|
|
|
|
|
by jazzyjackson
885 days ago
|
|
on the contrary I'm really disappointed in how long its taking anything to get into production. Whisper and self-hostable LLMs had a cambrian explosion about 1 year ago, I attended a GPT4 hackathon last March and in 48 hours saw people hook up Speech2Text -> LLM -> Text2Speech pipelines for their live demos. I thought we would all have babelfish by June. Months later I later attended some conferences with international speakers that really wanted to have live, translated-on-the-fly captions, but there wasn't anything off the shelf they could use. I found a helpful repo to use whisper with rolling transcription but struggled to get the python prerequisites installed (involving hardlinking to a tensorflow repo for my particular version of m1 CPU). It was humbling and also hype-busting to realize that it takes time to productize, and that the LLMs are not magic that can write these applications themselves.

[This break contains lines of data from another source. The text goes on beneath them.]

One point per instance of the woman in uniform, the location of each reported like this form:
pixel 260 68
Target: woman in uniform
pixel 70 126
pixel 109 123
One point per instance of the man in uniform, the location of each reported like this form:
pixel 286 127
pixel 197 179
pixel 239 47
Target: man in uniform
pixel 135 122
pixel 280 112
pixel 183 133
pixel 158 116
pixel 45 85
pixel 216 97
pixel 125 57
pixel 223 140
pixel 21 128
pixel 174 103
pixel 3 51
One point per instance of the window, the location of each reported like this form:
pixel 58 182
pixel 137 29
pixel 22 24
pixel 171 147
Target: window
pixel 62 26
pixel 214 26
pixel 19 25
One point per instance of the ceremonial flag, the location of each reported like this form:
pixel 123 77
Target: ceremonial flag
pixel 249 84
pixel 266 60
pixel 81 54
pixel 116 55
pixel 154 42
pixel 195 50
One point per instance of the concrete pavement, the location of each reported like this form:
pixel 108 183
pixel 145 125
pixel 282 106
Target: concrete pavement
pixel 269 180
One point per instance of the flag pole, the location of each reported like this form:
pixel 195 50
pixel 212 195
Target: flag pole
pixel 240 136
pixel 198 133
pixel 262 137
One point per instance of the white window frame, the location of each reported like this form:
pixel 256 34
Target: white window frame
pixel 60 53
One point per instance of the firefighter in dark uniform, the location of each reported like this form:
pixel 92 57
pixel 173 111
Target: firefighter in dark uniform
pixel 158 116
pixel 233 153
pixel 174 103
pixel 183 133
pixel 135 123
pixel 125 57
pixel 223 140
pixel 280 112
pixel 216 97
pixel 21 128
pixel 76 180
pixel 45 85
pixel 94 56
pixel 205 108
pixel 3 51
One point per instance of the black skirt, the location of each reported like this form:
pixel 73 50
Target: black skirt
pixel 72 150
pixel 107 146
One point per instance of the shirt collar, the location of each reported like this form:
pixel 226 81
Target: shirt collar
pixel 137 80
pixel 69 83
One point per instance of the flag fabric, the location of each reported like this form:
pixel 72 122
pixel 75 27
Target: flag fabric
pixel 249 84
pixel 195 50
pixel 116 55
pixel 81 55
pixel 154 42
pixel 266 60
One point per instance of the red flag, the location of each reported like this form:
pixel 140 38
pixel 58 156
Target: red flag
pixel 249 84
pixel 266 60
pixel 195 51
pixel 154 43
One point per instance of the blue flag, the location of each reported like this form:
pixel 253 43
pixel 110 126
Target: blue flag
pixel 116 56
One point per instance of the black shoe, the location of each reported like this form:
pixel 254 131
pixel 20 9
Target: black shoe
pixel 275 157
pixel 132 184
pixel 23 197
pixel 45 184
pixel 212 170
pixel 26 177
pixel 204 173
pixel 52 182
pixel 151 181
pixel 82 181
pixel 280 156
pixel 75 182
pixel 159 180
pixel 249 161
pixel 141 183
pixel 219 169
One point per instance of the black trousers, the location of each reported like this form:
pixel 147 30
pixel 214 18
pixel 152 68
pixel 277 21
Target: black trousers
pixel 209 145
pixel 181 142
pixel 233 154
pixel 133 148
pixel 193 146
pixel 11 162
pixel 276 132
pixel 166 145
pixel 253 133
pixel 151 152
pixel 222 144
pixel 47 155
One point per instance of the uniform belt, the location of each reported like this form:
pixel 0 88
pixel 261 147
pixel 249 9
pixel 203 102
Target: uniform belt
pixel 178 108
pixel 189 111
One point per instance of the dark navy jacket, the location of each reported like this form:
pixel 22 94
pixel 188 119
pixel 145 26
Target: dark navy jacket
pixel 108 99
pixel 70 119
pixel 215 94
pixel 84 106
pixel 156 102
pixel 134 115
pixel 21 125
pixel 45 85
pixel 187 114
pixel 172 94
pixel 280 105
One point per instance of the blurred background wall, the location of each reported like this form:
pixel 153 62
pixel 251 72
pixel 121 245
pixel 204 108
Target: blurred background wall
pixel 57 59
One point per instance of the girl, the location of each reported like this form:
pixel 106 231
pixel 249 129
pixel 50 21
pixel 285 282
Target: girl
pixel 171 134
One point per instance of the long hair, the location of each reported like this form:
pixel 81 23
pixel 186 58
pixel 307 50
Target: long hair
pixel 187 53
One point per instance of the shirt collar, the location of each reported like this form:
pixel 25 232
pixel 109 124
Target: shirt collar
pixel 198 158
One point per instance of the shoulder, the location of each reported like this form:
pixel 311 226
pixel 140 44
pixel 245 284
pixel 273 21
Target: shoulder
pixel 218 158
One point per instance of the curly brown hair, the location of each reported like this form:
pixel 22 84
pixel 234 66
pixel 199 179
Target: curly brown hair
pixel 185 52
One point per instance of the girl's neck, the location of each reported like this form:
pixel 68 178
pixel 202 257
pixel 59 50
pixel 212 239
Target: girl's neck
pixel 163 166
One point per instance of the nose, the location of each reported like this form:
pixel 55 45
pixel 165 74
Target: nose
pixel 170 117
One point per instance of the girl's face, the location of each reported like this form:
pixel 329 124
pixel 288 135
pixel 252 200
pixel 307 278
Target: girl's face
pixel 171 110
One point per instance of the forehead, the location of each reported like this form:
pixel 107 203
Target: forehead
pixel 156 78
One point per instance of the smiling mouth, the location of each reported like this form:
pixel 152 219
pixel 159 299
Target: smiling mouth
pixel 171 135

In the meantime even Google hasn't bothered to run the improved transcription models on YouTube videos. They are still old 80% accurate tech that's useless on anyone with an accent. |
|
I agree. I was thinking about making a Jarvis like bot which should be pretty easy at this point. The main problem was that my iPhone doesn’t easily allow for pressing a button upon which it starts listening. You always need to unlock first at which the whole screen gets unlocked too. Maybe these kind of GUI-focussed interfaces are blocking a lot of ideas? At the same time it’s great that people will come up with new devices and these will compete somewhat with phones.